Rangiya - Rangapara North Passenger

Overview
- Service type: Passenger
- First service: October 8, 2016; 8 years ago
- Current operator(s): Northeast Frontier Railway

Route
- Termini: Rangiya Junction (RNY) Rangapara North Junction (RPAN)
- Stops: 13
- Distance travelled: 123 km (76 mi)
- Average journey time: 2h 45min
- Service frequency: 6 days a week except Sunday.
- Train number(s): 55893/55894

On-board services
- Class(es): Unreserved
- Seating arrangements: Yes
- Sleeping arrangements: No
- Catering facilities: No
- Entertainment facilities: No
- Baggage facilities: Below the seats

Technical
- Rolling stock: ICF coach
- Track gauge: 5 ft 6 in (1,676 mm)
- Electrification: No
- Operating speed: 45 km/h (28 mph) average with halts

= Rangiya–Rangapara North Passenger =

Train in India

The Rangiya - Rangapara North Passenger is a passenger train belonging to Northeast Frontier Railway that runs between Rangiya Junction and Rangapara North Junction.

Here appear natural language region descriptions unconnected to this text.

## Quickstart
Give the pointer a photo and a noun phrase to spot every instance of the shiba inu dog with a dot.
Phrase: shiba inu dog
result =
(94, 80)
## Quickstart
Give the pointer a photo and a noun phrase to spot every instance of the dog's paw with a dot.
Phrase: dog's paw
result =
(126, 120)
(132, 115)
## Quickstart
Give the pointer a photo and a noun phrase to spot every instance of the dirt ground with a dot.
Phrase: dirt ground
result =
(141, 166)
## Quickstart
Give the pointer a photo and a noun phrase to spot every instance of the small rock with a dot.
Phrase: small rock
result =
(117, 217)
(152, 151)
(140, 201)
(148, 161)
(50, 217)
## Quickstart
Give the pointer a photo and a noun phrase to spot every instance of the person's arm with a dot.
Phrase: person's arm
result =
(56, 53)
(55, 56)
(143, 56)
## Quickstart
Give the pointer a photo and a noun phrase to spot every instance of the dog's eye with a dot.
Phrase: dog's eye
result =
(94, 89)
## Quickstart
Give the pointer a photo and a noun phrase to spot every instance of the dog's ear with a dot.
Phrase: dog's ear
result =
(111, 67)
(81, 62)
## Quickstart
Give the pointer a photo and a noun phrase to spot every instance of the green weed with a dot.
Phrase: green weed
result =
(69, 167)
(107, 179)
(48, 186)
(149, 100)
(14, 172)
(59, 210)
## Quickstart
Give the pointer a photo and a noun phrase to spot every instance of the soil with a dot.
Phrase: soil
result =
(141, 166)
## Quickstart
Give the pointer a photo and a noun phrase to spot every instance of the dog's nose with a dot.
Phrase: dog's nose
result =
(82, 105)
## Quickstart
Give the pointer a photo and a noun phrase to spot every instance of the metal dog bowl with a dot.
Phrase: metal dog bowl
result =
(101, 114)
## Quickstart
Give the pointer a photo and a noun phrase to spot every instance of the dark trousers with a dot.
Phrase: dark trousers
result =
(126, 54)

It is currently being operated with 55893/55894 train numbers on a daily basis.

== Service ==
The 55893/Rangiya - Rangapara North Passenger runs with an average speed of 41 km/h and completes 123 km in 3h. The 55894/Rangapara North - Rangiya Passenger runs with an average speed of 45 km/h and completes 126 km in 2h 45m.

== Route and halts ==
The important halts of the train are:

== Coach composite ==
The train has standard ICF rakes with max speed of 110 kmph. The train consists of 10 coaches:

- 8 General Unreserved
- 2 Seating cum Luggage Rake

== Traction==
Both trains are hauled by a Siliguri Loco Shed based WDP-4D diesel locomotive from Rangiya to Rangapara and vice versa.

== Rake sharing ==
The train shares its rake with 55895/55896 Rangiya - Murkongselek Passenger.